2. Bir kötülüğün önlenmesi veya bir asînin yola getirilmesini temin için yardım istemek: Kişinin, güçlü olduğunu sandığı bir kimseye gidip sırf bir kötülüğü ortadan kaldırmak niyetiyle, "Falanca şu kötü işleri yapıyor, onu bundan alıkoy" demesi câizdir. Böyle bir niyet taşımazsa, bu yaptığı haramdır.

3. Fetvâ almak: Bir kişinin müftü'ye gidip "Babam, kardeşim, kocam veya falan adam bana zulmetti. Bunları yapmaya hakları var mıdır? Bundan kurtulmamın, hakkımı almamın ve haksızlığı önlememin yolu nedir?" gibi sözler söylemesi, ihtiyaçtan dolayı câizdir. Ancak, "Şöyle şöyle yapan bir kimse veya  bir eş hakkında ne dersiniz?" diye üstü kapalı olarak durumu arz etmesi ihtiyata daha uygun ve fazilete daha muvafık olur. Nitekim böyle bir üslupla da maksat hasıl olur. Bununla beraber, inşallah aşağıda zikredeceğimiz Hind'in rivayet ettiği hadiste olduğu gibi haksızlık eden şahsın açıkça söylenmesi de câizdir.

4. Müslümanları şerden sakındırmak ve iyiliklerini istemek (nasihat): Bunun çok çeşitli uygulaması vardır:

a) Hadis râvilerinden ve şahitlerden kusurlu olanları cerhetmek. Bu, müslümanların icmâı ile câizdir. Hatta yerine göre vâcip bile olur.

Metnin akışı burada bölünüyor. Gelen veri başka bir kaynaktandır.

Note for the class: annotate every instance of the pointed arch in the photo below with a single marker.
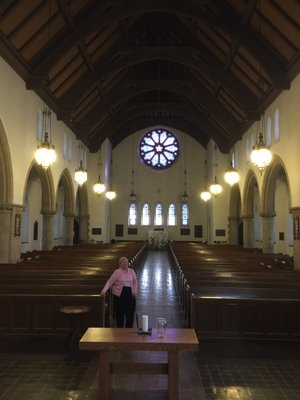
(48, 192)
(235, 202)
(250, 185)
(269, 185)
(65, 180)
(6, 174)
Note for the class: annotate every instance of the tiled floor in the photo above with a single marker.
(42, 370)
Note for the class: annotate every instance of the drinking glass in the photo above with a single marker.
(161, 326)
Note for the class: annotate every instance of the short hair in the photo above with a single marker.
(121, 259)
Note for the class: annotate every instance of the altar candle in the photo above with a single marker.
(145, 323)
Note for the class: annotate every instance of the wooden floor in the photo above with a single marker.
(46, 371)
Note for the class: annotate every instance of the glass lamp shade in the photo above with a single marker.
(132, 196)
(215, 188)
(231, 176)
(110, 194)
(185, 197)
(205, 195)
(45, 154)
(99, 187)
(80, 175)
(261, 155)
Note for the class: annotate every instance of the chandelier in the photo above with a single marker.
(99, 187)
(110, 194)
(231, 175)
(261, 155)
(205, 195)
(215, 188)
(45, 154)
(132, 195)
(80, 172)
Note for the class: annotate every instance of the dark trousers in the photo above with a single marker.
(125, 308)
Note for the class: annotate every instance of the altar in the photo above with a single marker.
(158, 239)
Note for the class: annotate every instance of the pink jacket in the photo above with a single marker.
(116, 281)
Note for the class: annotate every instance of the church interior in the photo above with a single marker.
(166, 132)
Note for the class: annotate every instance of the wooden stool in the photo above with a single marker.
(75, 312)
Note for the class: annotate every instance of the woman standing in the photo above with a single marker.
(123, 282)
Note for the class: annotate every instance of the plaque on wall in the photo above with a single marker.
(96, 231)
(185, 231)
(119, 230)
(198, 231)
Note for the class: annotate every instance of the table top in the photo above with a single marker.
(129, 339)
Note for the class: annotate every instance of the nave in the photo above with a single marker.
(43, 370)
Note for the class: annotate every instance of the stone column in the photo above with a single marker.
(47, 238)
(296, 227)
(5, 231)
(233, 225)
(83, 229)
(68, 229)
(268, 230)
(248, 231)
(15, 234)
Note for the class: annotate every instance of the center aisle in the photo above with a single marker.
(156, 294)
(156, 298)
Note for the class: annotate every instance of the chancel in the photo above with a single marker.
(150, 106)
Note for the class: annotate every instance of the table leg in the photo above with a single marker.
(173, 375)
(104, 375)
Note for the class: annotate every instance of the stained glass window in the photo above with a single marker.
(172, 215)
(184, 214)
(158, 217)
(145, 215)
(132, 218)
(159, 149)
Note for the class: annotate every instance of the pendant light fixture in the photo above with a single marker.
(132, 194)
(215, 188)
(99, 187)
(185, 196)
(110, 194)
(81, 172)
(261, 155)
(231, 175)
(205, 195)
(45, 154)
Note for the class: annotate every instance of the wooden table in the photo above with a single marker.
(105, 340)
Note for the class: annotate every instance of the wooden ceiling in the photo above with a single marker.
(109, 68)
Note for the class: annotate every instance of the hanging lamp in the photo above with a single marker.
(261, 155)
(80, 172)
(215, 188)
(205, 195)
(99, 187)
(231, 175)
(45, 154)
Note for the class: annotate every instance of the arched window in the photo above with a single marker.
(158, 216)
(159, 149)
(145, 215)
(276, 126)
(185, 214)
(132, 216)
(269, 132)
(172, 215)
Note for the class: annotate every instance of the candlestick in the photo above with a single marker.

b) Bir kimse ile dünürlük, ortaklık, komşuluk, alış-veriş vs. yapılmak, emânet bırakmak istenildiği zaman ve benzeri durumlarda  kendisine danışılan kişinin bildiğini gizlememesi, aksine, büyük bir hayırhahlıkla bildiklerini olduğu gibi söylemesi gerekir.

c) Dini ve din bilimlerini öğrenmek isteyen birinin, bid'atçı veya günahkâr (fâsık) bir hocadan ders aldığına şâhid olup zarar göreceği endişesine kapılan kimsenin, o öğrenciye öğüt verip hocasının halini açıklaması gerekir. Bu da yine sırf öğüt vermek maksadına yönelik olmalıdır. Bu iş tehlikeli ve yanılgıya açıktır. Çünkü uyarıda bulunan kişi çekememezlik duygusuna kapılmış olabilir. Şeytan onu yanıltabilir. Bu noktada çok uyanık ve dikkatli olmak gerekir.

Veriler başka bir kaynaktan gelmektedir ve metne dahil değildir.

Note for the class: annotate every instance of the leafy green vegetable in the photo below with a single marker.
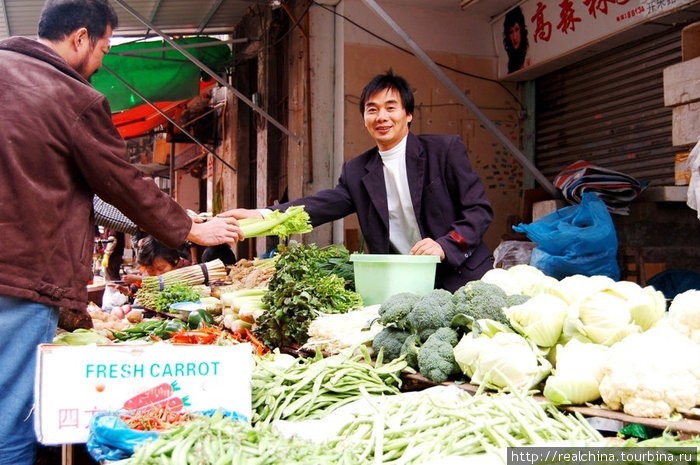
(294, 220)
(199, 318)
(178, 292)
(161, 329)
(81, 336)
(299, 290)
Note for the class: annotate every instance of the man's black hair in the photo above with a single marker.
(59, 18)
(516, 57)
(150, 249)
(223, 252)
(386, 81)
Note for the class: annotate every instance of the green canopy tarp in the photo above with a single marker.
(163, 74)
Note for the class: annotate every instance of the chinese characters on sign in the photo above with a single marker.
(539, 31)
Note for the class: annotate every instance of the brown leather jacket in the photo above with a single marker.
(58, 147)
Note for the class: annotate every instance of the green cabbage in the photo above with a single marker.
(540, 319)
(577, 373)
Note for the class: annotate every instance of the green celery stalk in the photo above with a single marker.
(294, 220)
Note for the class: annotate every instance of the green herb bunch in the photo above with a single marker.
(178, 292)
(302, 287)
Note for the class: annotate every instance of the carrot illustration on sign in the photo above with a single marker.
(151, 396)
(172, 404)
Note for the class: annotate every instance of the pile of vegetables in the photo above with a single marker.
(425, 329)
(220, 440)
(604, 338)
(301, 289)
(152, 286)
(434, 424)
(334, 332)
(293, 220)
(286, 387)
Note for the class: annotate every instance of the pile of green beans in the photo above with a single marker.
(315, 386)
(414, 428)
(222, 441)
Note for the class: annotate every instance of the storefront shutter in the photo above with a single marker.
(609, 110)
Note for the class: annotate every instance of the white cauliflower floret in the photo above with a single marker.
(652, 374)
(684, 313)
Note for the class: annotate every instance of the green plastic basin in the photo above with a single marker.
(378, 276)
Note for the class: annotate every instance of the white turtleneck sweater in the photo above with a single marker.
(403, 227)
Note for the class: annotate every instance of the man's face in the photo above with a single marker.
(92, 54)
(515, 36)
(386, 118)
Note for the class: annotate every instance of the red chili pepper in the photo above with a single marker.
(260, 348)
(151, 396)
(172, 404)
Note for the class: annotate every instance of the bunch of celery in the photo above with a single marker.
(293, 220)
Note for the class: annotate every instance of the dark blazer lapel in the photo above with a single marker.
(376, 187)
(415, 169)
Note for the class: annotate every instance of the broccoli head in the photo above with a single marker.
(479, 299)
(516, 299)
(436, 359)
(434, 310)
(390, 339)
(410, 349)
(396, 308)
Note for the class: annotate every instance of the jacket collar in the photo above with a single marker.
(374, 183)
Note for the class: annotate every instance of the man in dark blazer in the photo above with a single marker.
(413, 194)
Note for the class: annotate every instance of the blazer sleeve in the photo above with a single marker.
(473, 211)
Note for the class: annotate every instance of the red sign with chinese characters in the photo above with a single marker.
(537, 32)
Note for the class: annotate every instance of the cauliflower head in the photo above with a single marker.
(652, 374)
(684, 313)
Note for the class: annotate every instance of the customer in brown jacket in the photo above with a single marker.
(57, 141)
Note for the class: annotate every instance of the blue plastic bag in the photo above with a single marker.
(112, 439)
(579, 239)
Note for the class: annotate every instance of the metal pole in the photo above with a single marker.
(209, 71)
(447, 82)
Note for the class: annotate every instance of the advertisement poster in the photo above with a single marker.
(535, 32)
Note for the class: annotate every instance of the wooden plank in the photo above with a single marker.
(685, 124)
(682, 83)
(684, 425)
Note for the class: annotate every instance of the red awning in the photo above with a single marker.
(143, 118)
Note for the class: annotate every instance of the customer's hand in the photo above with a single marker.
(241, 213)
(218, 230)
(428, 246)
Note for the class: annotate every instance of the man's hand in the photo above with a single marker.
(219, 230)
(241, 213)
(428, 246)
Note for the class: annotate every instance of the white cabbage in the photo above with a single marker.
(540, 319)
(504, 360)
(577, 373)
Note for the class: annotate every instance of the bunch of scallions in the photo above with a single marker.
(203, 273)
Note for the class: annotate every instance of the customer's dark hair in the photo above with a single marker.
(150, 249)
(61, 17)
(384, 82)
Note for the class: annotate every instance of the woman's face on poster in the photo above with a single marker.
(514, 35)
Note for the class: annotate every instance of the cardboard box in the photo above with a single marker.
(682, 83)
(75, 382)
(545, 207)
(682, 170)
(685, 125)
(690, 41)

d) İster ehli olmadığı için, ister günahkâr olduğu için isterse başkaları tarafından yanıltıldığı için yahut  daha başka bir sebepten dolayı üstlendiği görevi gerektiği şekilde yapmayan bir yetkilinin durumunu daha üst bir yetkiliye bildirmek suretiyle o görevlinin dürüst hareket etmesini sağlamasını veya onu görevden uzaklaştırarak lâyık olan bir başka kişiyi görevlendirmesini sağlamaya çalışmak, onu buna teşvik etmek  câiz ve gereklidir.

5. Fıskı ve bid'atçılığı âşikar olan kimsenin, meselâ açıkta şarap içmek, insanların malına el koymak, haksız öşür almak, haraç kesmek, zorla baş olmaya, başa geçmeye çalışmak, kötü ve gayri meşrû işlere yönelmek gibi tavırlar gösteren kimsenin hakkında konuşmak câizdir. Çünkü kendisi kötülüğünü açığa vurmuştur. Ancak onun açığa vurduklarının dışındaki başka ayıplarının anılması -onların da söylenmesini gerektiren daha başka  sebep veya sebepler yoksa- haramdır.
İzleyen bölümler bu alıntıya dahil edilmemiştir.